Point 14 — Scope of Application
This Announcement applies to income from indirect transfer of Chinese Taxable Assets derived by non-resident enterprises that have no establishment or place in China, or whose income is not effectively connected with an existing establishment.
Where the Equity Transferor's income is effectively connected with its establishment, this Announcement need not apply — tax is levied directly per Article 3(2) of the EIT Law.
Point 15 — Date of Tax Obligation
The tax obligation arises on the date the transfer contract becomes effective and the offshore enterprise completes the equity change registration.

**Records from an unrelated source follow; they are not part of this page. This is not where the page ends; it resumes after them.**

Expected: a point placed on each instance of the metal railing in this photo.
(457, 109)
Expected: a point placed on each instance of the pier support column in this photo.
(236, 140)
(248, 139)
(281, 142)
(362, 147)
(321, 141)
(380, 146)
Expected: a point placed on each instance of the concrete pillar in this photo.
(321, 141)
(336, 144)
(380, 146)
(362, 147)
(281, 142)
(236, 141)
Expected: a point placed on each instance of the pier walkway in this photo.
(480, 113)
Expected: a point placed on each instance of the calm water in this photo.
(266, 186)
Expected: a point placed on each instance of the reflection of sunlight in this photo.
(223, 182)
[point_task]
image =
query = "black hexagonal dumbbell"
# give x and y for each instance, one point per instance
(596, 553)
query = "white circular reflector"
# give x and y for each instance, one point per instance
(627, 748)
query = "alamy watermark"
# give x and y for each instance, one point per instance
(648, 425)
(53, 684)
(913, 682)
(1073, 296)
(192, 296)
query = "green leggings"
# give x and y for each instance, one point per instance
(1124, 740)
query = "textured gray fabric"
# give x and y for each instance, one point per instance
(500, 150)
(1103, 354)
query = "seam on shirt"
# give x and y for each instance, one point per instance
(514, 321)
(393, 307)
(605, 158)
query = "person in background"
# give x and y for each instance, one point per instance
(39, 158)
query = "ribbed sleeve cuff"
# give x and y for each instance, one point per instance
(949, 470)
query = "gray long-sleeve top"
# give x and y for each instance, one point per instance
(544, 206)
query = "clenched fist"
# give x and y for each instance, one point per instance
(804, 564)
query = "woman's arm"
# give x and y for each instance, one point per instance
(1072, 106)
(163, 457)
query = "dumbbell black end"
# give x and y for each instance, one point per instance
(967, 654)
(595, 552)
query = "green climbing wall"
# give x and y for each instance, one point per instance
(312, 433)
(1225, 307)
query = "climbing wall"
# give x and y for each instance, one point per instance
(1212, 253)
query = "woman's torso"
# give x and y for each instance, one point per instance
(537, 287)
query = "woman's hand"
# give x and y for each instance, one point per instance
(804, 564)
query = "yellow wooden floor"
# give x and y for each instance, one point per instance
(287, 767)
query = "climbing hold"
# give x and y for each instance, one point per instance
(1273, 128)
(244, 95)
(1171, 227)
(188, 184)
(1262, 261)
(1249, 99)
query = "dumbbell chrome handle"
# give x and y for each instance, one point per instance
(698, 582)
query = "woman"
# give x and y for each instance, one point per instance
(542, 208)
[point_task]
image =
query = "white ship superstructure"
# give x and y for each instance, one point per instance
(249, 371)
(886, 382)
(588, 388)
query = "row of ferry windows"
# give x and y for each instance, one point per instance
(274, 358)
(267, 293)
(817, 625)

Point 16 — Competent Tax Authority
The competent tax authority is determined per the three categories in Point 2, as if the Chinese Taxable Assets were directly held and transferred by the non-resident enterprise.
Point 17 — Interpretation of "Above" / "Or More"
The terms "above" (以上) and "or more" include the stated number itself, unless otherwise indicated.
Point 18 — Tax Treaty Override
Where this Announcement is inconsistent with an applicable tax treaty, the tax treaty shall prevail.
Point 19 — Effective Date and Transitional Provisions
This Announcement takes effect from the date of publication (February 3, 2015). Matters that occurred before publication but have not been processed shall be handled per this Announcement.
The following are simultaneously repealed:
- Articles 5 and 6 of Guoshuihan [2009] No.698;
- Article 6, items (3), (4), and (5) of STA Announcement [2011] No.24.